TBase is an enterprise-level distributed HTAP database. Through a single database cluster to provide users with highly consistent distributed database services and high-performance data warehouse services, a set of integrated enterprise-level solutions is formed.
Other
1.38k stars 261 forks source link

Foreign Key on replicated tables #123

Closed yazun closed 2 weeks ago

yazun commented 2 years ago

In the past we patched XL to enable FKs between the replicated tables. We see there's a check preventing FKs on replicated tables based on _PGREGRESS define.

https://github.com/Tencent/TBase/blob/master/src/backend/commands/tablecmds.c#L8841

Could you explain if we could change this check to allow FKs between replicated tables only (we never had problem with them in the past, also combined with recursive CTE). Thank you

JennyJennyChen commented 2 years ago

Other colleagues may add this code just to want to limit the data writing of the replicated table to only consider this node, and not care about other nodes to enhance the performance of data writing.

yazun commented 2 years ago

Could this be enabled with the config/compile switch?

JennyJennyChen commented 2 years ago

Regarding the reason for prohibiting the foreign key on the replication table, I consulted the relevant personnel. The main reason is that there can be no triggers on the replication table, and the foreign keys in the PG are also implemented by triggers, so the foreign keys are also prohibited. If you are sure that you are not using triggers on the replicated table, you can remove this if statement in the source code and recompile the new bin to solve:

image
yazun commented 2 years ago

So the question emerges why we could not have triggers on the replicated table, granted such triggers would not use anything distributed? It seems it would be consistent with other limitations coming from distribution, maybe a GUC allowing for this would make sense?

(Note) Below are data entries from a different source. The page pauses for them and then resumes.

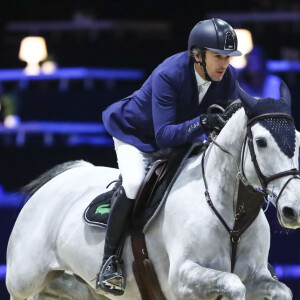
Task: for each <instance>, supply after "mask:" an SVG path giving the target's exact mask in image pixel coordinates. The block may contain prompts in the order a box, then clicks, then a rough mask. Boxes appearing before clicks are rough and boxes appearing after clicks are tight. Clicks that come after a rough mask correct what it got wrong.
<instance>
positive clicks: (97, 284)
mask: <svg viewBox="0 0 300 300" xmlns="http://www.w3.org/2000/svg"><path fill="white" fill-rule="evenodd" d="M114 265H115V266H116V270H114V272H112V274H111V275H112V276H111V277H108V278H107V276H108V275H109V272H111V271H110V270H111V269H112V268H114ZM125 287H126V274H125V268H124V265H123V261H122V260H120V259H119V258H118V257H117V256H116V255H112V256H111V257H110V258H109V259H108V260H107V261H106V262H105V263H104V265H103V266H102V267H101V269H100V273H99V275H98V278H97V282H96V292H97V291H98V290H99V289H101V290H103V291H105V292H108V293H111V294H114V295H117V296H120V295H123V293H124V291H125Z"/></svg>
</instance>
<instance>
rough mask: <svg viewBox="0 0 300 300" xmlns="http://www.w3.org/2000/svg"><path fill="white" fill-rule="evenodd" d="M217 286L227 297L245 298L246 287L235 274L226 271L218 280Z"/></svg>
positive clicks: (226, 296)
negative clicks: (217, 285) (228, 272)
mask: <svg viewBox="0 0 300 300" xmlns="http://www.w3.org/2000/svg"><path fill="white" fill-rule="evenodd" d="M218 287H219V289H220V291H223V293H224V295H225V296H226V297H227V298H228V299H232V300H238V299H245V295H246V287H245V285H244V284H243V283H242V282H241V280H240V278H239V277H238V276H237V275H235V274H230V273H228V274H226V276H224V277H222V278H221V279H220V280H219V281H218Z"/></svg>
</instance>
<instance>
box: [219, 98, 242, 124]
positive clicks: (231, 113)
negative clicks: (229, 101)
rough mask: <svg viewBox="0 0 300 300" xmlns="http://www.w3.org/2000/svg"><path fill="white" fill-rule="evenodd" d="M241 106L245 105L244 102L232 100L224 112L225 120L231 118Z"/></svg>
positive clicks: (229, 118) (224, 117) (240, 107)
mask: <svg viewBox="0 0 300 300" xmlns="http://www.w3.org/2000/svg"><path fill="white" fill-rule="evenodd" d="M241 107H243V105H242V102H241V101H239V100H236V101H234V102H232V103H231V104H230V105H229V106H228V107H227V108H226V109H225V112H224V113H223V114H222V117H223V119H224V120H226V121H227V120H229V119H230V118H231V116H232V115H233V114H234V113H235V112H236V111H237V110H239V109H240V108H241Z"/></svg>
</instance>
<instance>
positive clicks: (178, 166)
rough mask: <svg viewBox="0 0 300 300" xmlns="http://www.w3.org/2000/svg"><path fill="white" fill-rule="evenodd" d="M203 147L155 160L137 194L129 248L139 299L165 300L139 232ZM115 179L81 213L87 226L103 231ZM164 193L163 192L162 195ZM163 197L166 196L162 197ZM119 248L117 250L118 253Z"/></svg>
mask: <svg viewBox="0 0 300 300" xmlns="http://www.w3.org/2000/svg"><path fill="white" fill-rule="evenodd" d="M204 148H206V145H204V144H200V145H197V146H195V145H185V146H181V147H178V148H174V149H173V151H172V153H171V154H170V157H169V159H168V160H157V161H156V162H155V163H154V164H153V165H152V167H151V168H150V170H149V171H148V172H147V174H146V176H145V178H144V180H143V182H142V184H141V186H140V188H139V192H138V194H137V198H136V200H135V206H134V209H133V214H132V218H131V230H130V233H131V245H132V251H133V255H134V259H135V260H134V262H133V271H134V275H135V279H136V282H137V284H138V287H139V290H140V294H141V296H142V299H143V300H154V299H155V300H163V299H165V297H164V295H163V293H162V291H161V288H160V285H159V282H158V279H157V275H156V273H155V270H154V267H153V265H152V263H151V261H150V259H149V257H148V253H147V247H146V242H145V236H144V233H143V229H144V226H145V224H146V223H147V222H148V221H149V219H150V218H151V217H152V216H153V214H154V213H155V212H157V210H159V208H160V207H162V203H161V202H162V199H163V196H164V194H165V193H168V191H169V190H170V188H171V186H172V184H173V182H174V181H175V179H176V178H177V175H178V173H179V172H178V170H179V169H180V166H182V165H183V163H184V162H185V160H186V158H188V157H190V156H191V155H194V154H196V153H199V152H201V151H202V149H204ZM121 183H122V182H121V180H120V179H119V180H117V181H116V184H115V186H114V187H113V189H112V190H111V191H108V192H106V193H104V194H101V195H99V196H98V197H96V198H95V199H94V200H93V201H92V202H91V203H90V205H89V206H88V207H87V208H86V210H85V212H84V215H83V217H84V220H85V222H86V223H87V224H88V225H92V226H99V227H102V228H105V227H106V226H107V220H108V216H109V211H110V208H111V202H112V201H113V199H114V193H115V191H116V190H117V189H118V187H119V186H120V185H121ZM166 191H167V192H166ZM164 198H166V197H164ZM121 252H122V249H120V250H119V251H118V253H121Z"/></svg>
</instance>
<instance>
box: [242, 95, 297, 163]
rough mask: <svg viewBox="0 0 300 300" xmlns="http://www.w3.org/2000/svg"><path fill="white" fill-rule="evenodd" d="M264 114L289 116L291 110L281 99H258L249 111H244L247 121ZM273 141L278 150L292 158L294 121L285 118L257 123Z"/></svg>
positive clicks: (287, 155) (288, 156) (275, 119)
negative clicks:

JennyJennyChen commented 2 years ago

The replication table is that all DN nodes have full data about this table, and all DN nodes will perform operations on this data. Then suppose that there is a trigger on this replicated table: when inserting data, add the inserted data to another non-replicated table, then this non-replicated table will have N pieces of data (N is the number of DN nodes).

Triggers can be used in distributed systems, but replication tables cannot be used, shard tables can be used.

yazun commented 2 years ago

Sure, there's limitation that a trigger cannot touch sharded tables. The same caveat comes already i.e. with functions that could be executed on DNs only if used in the from part of the query - if they have DML inside such function would be possibly only executed on a single DN, corrupting the schema. I think it is fine if the risk is well understood and a GUC allowing for it would be most welcome.